Lucile s’est éloignée, je reste livré à mes pensées; un rayon d’espérance me fuit encore lorsque je me rappelle ce doux entretien, qui fut suivi de circonstances si cruelles; je me dis:—Adolphine sait combien je l’aime, et mon amour ne l’avait pas offensée.
Je puis enfin sortir; mais ce n’est plus du côté de l’hôtel que je porte mes pas, la vue de cette maison me ferait mal!... Manette est retournée chez son père depuis que ma santé est rétablie; mais nous sortons ensemble, son bras m’est devenu nécessaire, sa compagnie me fait du bien. Dans nos promenades, quelquefois je lui dis à peine un mot; mais elle respecte ma peine, elle la partage. Avec mon frère, je ne suis pas aussi bien, car Pierre veut à toute force m’égayer, me faire rire: pour lui faire plaisir, je m’efforce de prendre un air joyeux; mais la gaieté que l’on feint fait plus de mal que les larmes, que l’on verse en liberté.
Déjà trois mois se sont écoulés depuis que je suis relevé de maladie. Je ne parle plus d’Adolphine, Manette se flatte que je l’oublie; mais je cache dans mon sein le sentiment qui me dévore! Toutes les fois que je sors, je suis prêt à courir à l’hôtel, j’ai besoin de toute ma raison pour ne point céder à mon amour. Je sens que je ne puis plus vivre sans avoir quelques nouvelles d’Adolphine... et Lucile ne vient pas! elle aussi abandonne le pauvre André!

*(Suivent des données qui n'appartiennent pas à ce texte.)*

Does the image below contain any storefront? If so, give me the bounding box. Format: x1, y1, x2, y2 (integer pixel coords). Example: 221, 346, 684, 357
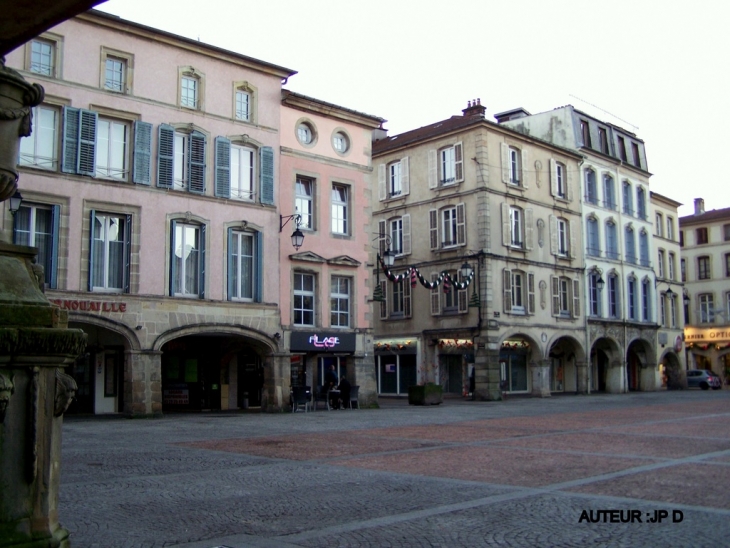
684, 326, 730, 385
375, 339, 416, 396
289, 331, 357, 387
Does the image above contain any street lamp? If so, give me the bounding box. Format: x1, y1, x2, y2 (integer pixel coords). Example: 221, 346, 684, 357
279, 213, 304, 251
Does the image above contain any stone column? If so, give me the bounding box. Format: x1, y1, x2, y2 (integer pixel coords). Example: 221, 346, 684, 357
530, 360, 550, 398
474, 337, 502, 401
575, 360, 591, 394
124, 350, 162, 417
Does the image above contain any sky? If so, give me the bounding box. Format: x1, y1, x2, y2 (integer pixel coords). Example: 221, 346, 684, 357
97, 0, 730, 216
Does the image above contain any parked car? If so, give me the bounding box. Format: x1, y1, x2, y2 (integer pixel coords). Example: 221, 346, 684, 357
687, 369, 722, 390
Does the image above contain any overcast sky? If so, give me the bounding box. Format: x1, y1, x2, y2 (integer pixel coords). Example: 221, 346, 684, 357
98, 0, 730, 215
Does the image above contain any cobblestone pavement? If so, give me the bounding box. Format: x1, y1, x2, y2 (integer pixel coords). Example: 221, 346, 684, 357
60, 390, 730, 548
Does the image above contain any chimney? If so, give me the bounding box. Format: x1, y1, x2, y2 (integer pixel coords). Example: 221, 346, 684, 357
461, 99, 487, 118
695, 198, 705, 215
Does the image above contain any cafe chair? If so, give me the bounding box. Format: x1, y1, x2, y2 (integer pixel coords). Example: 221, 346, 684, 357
291, 386, 312, 413
314, 386, 330, 411
347, 384, 360, 409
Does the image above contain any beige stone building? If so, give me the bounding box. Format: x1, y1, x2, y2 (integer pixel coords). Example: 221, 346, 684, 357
373, 100, 588, 399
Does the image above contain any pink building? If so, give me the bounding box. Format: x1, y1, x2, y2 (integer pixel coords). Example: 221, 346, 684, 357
278, 90, 385, 405
2, 11, 302, 415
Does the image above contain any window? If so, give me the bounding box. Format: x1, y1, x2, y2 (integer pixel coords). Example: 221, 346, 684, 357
294, 272, 315, 325
580, 120, 591, 148
631, 143, 641, 168
636, 186, 646, 220
96, 118, 129, 181
606, 221, 618, 259
639, 229, 650, 266
330, 276, 352, 327
294, 176, 314, 230
697, 257, 711, 280
588, 272, 602, 318
627, 277, 638, 320
623, 181, 634, 215
586, 217, 601, 257
551, 276, 580, 318
429, 203, 466, 249
553, 162, 569, 200
585, 169, 598, 205
500, 268, 535, 315
698, 293, 715, 323
13, 202, 61, 289
170, 220, 205, 299
641, 279, 651, 322
236, 89, 251, 122
29, 39, 56, 77
618, 137, 627, 162
18, 105, 58, 170
509, 207, 524, 248
557, 219, 570, 257
104, 57, 127, 92
230, 145, 256, 201
603, 175, 618, 210
624, 225, 637, 264
439, 143, 464, 186
607, 273, 621, 319
388, 162, 402, 197
332, 184, 350, 235
656, 249, 664, 278
332, 131, 350, 154
157, 124, 207, 194
695, 227, 710, 245
598, 127, 608, 154
89, 210, 132, 293
297, 121, 317, 146
228, 228, 263, 302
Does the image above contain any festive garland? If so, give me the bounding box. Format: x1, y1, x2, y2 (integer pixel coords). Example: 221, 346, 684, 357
380, 257, 474, 293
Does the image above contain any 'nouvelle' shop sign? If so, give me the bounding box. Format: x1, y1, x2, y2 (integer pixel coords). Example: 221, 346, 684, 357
289, 331, 355, 352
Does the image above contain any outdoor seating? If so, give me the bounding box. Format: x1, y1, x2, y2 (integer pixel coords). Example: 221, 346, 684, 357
291, 386, 312, 413
313, 386, 330, 411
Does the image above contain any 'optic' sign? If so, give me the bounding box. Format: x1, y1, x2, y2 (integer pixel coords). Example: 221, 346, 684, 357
289, 331, 355, 352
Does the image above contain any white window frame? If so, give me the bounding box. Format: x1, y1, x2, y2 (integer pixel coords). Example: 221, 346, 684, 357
294, 175, 316, 230
18, 105, 61, 171
330, 274, 352, 328
292, 272, 317, 326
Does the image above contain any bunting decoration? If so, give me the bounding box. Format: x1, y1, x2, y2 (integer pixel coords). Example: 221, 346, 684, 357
380, 257, 474, 293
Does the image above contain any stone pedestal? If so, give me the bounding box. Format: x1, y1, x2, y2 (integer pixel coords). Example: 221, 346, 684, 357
0, 243, 86, 548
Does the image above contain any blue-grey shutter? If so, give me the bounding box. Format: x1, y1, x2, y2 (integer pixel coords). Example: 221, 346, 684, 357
170, 219, 177, 297
198, 225, 206, 299
61, 107, 79, 173
259, 147, 274, 205
157, 124, 175, 188
124, 215, 132, 293
215, 137, 231, 198
89, 209, 96, 291
253, 232, 264, 303
78, 110, 98, 177
226, 228, 233, 301
188, 131, 205, 194
45, 205, 61, 289
132, 120, 152, 185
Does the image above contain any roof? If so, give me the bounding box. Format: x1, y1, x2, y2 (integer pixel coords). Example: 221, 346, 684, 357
281, 89, 387, 128
373, 115, 583, 158
679, 207, 730, 225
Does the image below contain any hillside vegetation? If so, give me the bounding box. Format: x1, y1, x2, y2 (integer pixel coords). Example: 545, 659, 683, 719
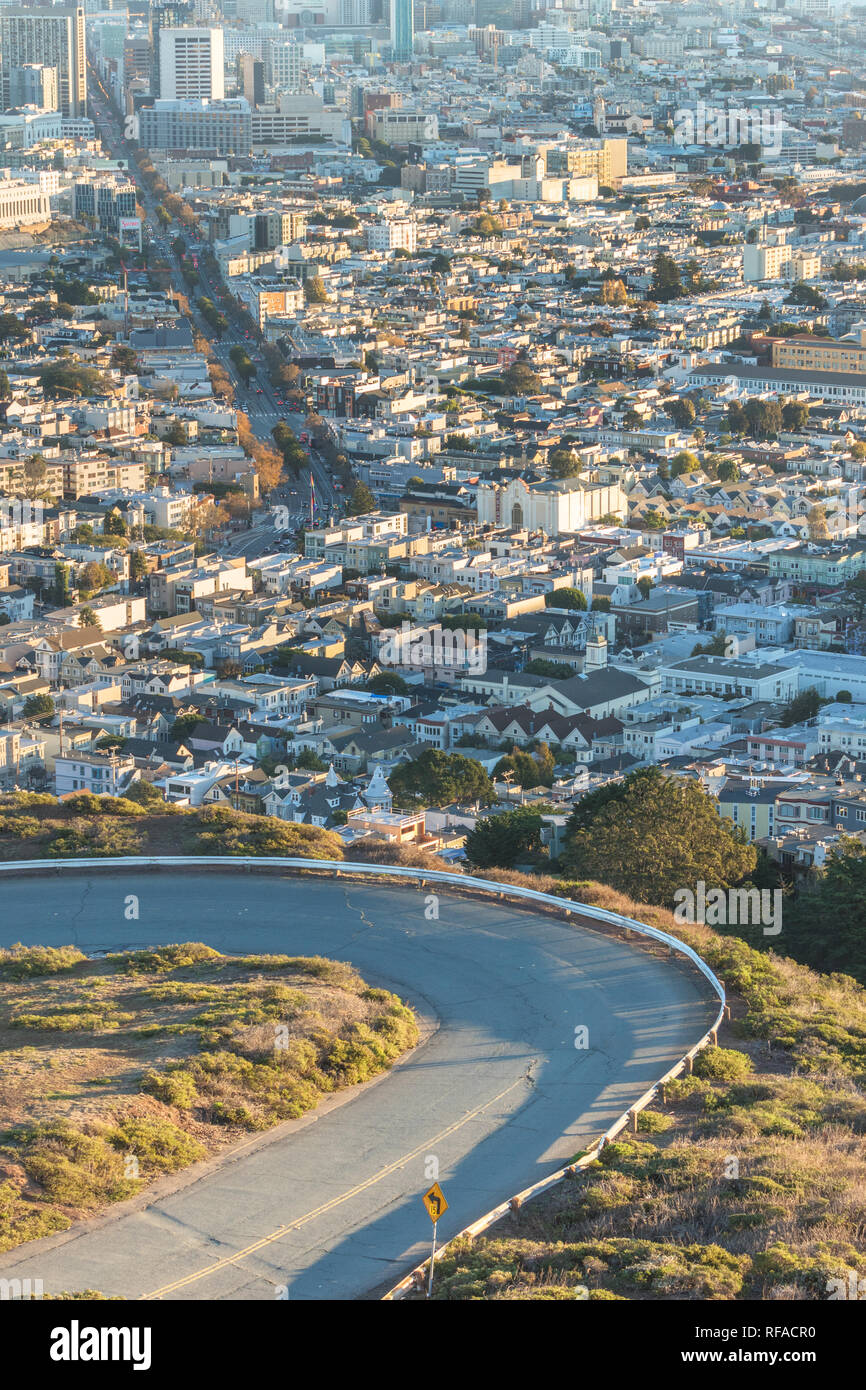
0, 792, 343, 860
434, 872, 866, 1300
0, 942, 418, 1251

Je ne puis résister à mon amour. Un soir, je quitte Manette et son père en leur disant que je rentre chez moi... Mais c’est vers l’hôtel que je dirige mes pas. Il me semble que je ne puis plus différer... Je ne sais quel pressentiment me pousse et me dit que quelque chose va changer ma destinée... Je vole... je respire à peine... J’aperçois enfin cette maison où j’ai passé huit années de ma vie... Je m’arrête pour la considérer... beaucoup de lumières brillent à travers les croisées: quel mouvement! que de monde j’aperçois dans ces appartements!... Il y a sans doute bal... on danse... on se livre au plaisir... et Adolphine fait l’ornement de cette fête!
Je m’approche de la grande porte. Elle est ouverte; la cour est remplie d’équipages... Je me glisse dans la foule derrière les cochers, les laquais:—C’est beau! se disent-ils. Oh! nous sommes ici pour longtemps; le bal est brillant... la mariée est jeune et jolie... ça va durer très-tard...
La mariée!... ce mot me fait frissonner!... de qui donc veulent-ils parler?... Je m’approche de la loge du concierge, et, d’une voix altérée, je lui demande quelle fête on célèbre à l’hôtel.
—Eh! parbleu! c’est le mariage de mademoiselle Adolphine avec son cousin, M. le marquis de Thérigny.
Un froid mortel me glisse dans les veines... Je ne sais quels bras me retiennent, me placent sur un banc de pierre... J’allais tomber sur le pavé... Je reste là près d’une heure, comme un homme qu’un coup violent aurait privé de l’usage de ses sens, et le son des instruments, les éclats de la gaieté retentissent à mon oreille.
Je me lève enfin... je marche à grands pas vers ma demeure... J’entre chez moi... je prends de l’argent dans mon secrétaire, et je trace quelques lignes, par lesquelles mon frère peut disposer de tout ce qui m’appartient. Je vais repartir sans avoir proféré une seule plainte... mais il faut, que je passe par la chambre de mon frère. Pierre dort profondément; je m’arrête pour le contempler.
—O mon frère! dis-je à demi-voix, dors en paix!... sois plus heureux que moi... console notre mère... nos amis... Pensez quelquefois au pauvre André... qu’il serait heureux près de vous si on l’eût laissé dans la classe où le sort l’avait placé!... adieu, mon frère... adieu... J’embrasse Pierre sans l’éveiller, je ferme doucement la porte de sa chambre, puis je sors de la maison, et me mets en route au milieu de la nuit, sans but, sans projet, ne me sentant plus la force de supporter les peines que j’éprouve.